We are free if we are not constrained. We are constrained when we want to do A, but are prevented. This happens many times, so we know how to recognise constraints when we see them. For example, yesterday I wanted to go 70mph or more on the I-15, but traffic constrained me from going more than 0-20 mph. When I decide whether or not to go to the store, I experience no such constraint. So, I am free to choose either. — Dfpolis
This appears to be compatibilism, and if that is your position, then we have been arguing at cross purposes. I am not a compatibilist. My understanding of free will is that it requires the ability to do otherwise than one actually does. — Herg
I'm not a standard compatibilist. I deny that free decisions are fully immanent in the state of the world before the existence of the agent. At the same time, I affirm that human decisions are adequately caused and mindful, not random. In other words, agents resolve prior indeterminism to fully determine their free decisions. So, before the agent acts, L1 and L2 are equally possible, but after the decision, only one is possible.
I reject the "
I could have done otherwise" formulation because I could not have done otherwise and be the person I am. Every decision we make forms who we are. I am the person formed, in part, by the history of my decisions.
Free will is necessary to explain the reality of moral responsibility -- which happens in the world. People know that they are responsible for actions they freely choose, — Dfpolis
No, they don't know this. They believe it, but belief is not knowledge, and therefore there is nothing requiring explanation. — Herg
I understand that you must say this to be consistent, but it makes no sense. How could we evolve to feel remorseful for what was, in fact, unavoidable? What a waste of biological resources that would be! If I am predetermined to do L1, how could any moral intuitions change this?
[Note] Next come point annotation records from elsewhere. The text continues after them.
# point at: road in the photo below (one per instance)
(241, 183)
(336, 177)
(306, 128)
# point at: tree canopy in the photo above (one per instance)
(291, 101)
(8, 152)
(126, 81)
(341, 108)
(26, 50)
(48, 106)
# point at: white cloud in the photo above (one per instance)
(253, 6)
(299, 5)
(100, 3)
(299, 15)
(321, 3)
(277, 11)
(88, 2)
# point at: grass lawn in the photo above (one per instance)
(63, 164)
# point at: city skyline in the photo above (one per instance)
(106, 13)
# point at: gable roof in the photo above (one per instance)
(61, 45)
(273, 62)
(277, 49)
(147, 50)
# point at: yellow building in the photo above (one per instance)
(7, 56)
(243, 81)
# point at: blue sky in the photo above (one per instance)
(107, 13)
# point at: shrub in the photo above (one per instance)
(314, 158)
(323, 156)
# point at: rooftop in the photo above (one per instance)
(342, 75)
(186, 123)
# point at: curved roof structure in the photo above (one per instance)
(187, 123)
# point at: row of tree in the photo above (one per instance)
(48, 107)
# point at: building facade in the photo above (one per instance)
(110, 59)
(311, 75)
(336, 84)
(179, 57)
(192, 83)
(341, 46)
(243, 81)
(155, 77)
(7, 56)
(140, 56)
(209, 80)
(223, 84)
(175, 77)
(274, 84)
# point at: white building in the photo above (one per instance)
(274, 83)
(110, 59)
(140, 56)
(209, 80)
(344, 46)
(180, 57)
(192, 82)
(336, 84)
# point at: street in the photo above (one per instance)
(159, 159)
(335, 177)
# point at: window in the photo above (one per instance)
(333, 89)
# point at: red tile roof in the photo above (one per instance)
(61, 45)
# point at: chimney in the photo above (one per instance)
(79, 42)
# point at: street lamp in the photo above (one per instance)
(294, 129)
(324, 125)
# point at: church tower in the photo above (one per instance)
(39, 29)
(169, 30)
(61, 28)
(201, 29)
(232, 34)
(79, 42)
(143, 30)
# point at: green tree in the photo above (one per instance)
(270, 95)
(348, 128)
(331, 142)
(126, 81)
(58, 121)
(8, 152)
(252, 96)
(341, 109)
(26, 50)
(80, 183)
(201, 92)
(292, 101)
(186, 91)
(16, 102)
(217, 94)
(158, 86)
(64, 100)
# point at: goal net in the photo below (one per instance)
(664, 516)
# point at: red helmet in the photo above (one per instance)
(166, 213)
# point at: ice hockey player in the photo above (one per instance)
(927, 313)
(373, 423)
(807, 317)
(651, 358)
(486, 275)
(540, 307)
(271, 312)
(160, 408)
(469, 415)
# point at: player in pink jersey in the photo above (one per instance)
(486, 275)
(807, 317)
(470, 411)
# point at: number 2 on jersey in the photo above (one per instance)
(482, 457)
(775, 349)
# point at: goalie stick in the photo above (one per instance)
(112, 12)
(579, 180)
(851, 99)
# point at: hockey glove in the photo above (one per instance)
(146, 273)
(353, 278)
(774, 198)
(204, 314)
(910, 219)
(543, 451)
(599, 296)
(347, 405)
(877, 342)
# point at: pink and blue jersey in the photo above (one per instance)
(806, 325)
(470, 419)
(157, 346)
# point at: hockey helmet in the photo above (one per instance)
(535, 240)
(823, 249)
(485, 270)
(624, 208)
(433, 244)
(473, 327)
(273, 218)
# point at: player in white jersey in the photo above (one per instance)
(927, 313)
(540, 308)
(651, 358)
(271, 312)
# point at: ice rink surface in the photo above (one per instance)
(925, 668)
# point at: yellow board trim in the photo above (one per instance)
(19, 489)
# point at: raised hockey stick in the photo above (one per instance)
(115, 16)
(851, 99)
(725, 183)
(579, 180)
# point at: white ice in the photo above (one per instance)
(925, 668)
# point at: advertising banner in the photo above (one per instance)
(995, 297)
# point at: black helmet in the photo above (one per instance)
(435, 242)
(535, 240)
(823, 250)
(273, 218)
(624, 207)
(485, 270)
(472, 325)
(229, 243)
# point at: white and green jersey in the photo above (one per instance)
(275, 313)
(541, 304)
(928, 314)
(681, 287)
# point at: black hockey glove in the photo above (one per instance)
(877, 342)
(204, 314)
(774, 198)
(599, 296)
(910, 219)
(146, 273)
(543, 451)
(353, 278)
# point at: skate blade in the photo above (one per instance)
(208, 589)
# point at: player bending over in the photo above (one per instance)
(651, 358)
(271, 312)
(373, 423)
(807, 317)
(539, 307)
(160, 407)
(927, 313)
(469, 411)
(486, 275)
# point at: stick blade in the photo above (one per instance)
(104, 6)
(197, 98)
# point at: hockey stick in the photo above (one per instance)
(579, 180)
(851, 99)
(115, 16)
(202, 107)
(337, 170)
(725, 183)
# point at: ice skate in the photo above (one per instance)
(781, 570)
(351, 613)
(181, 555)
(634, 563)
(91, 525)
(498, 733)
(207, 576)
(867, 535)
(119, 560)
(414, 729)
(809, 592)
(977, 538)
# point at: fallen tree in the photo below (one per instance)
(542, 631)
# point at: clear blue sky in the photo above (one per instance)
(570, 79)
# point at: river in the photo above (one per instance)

Intuitions of responsibility and remorse are actual phenomena -- "something requiring explanation," as you say. You may claim that free will is not the proper explanation, but that is not enough. The phenomena remain. You dislike the standard explanation, but offer nothing better.
So, there is a middle ground between fully determined and mindlessly random, viz. the result of mindful action on the part of a free agent. — Dfpolis
This is just speculation, because you have not established grounds for believing that minds complete the determination of actions. — Herg
It is a matter of experience and philosophic reflection since Aristotle's discussion of
proairesis that humans reflect to determine which of various possible means best reflect their values in effecting their ends. Are you denying that you have weighted, perhaps iteratively, various means of advancing your life? And doesn't such reflection reduce many possible means to the one plan you actually choose to implement?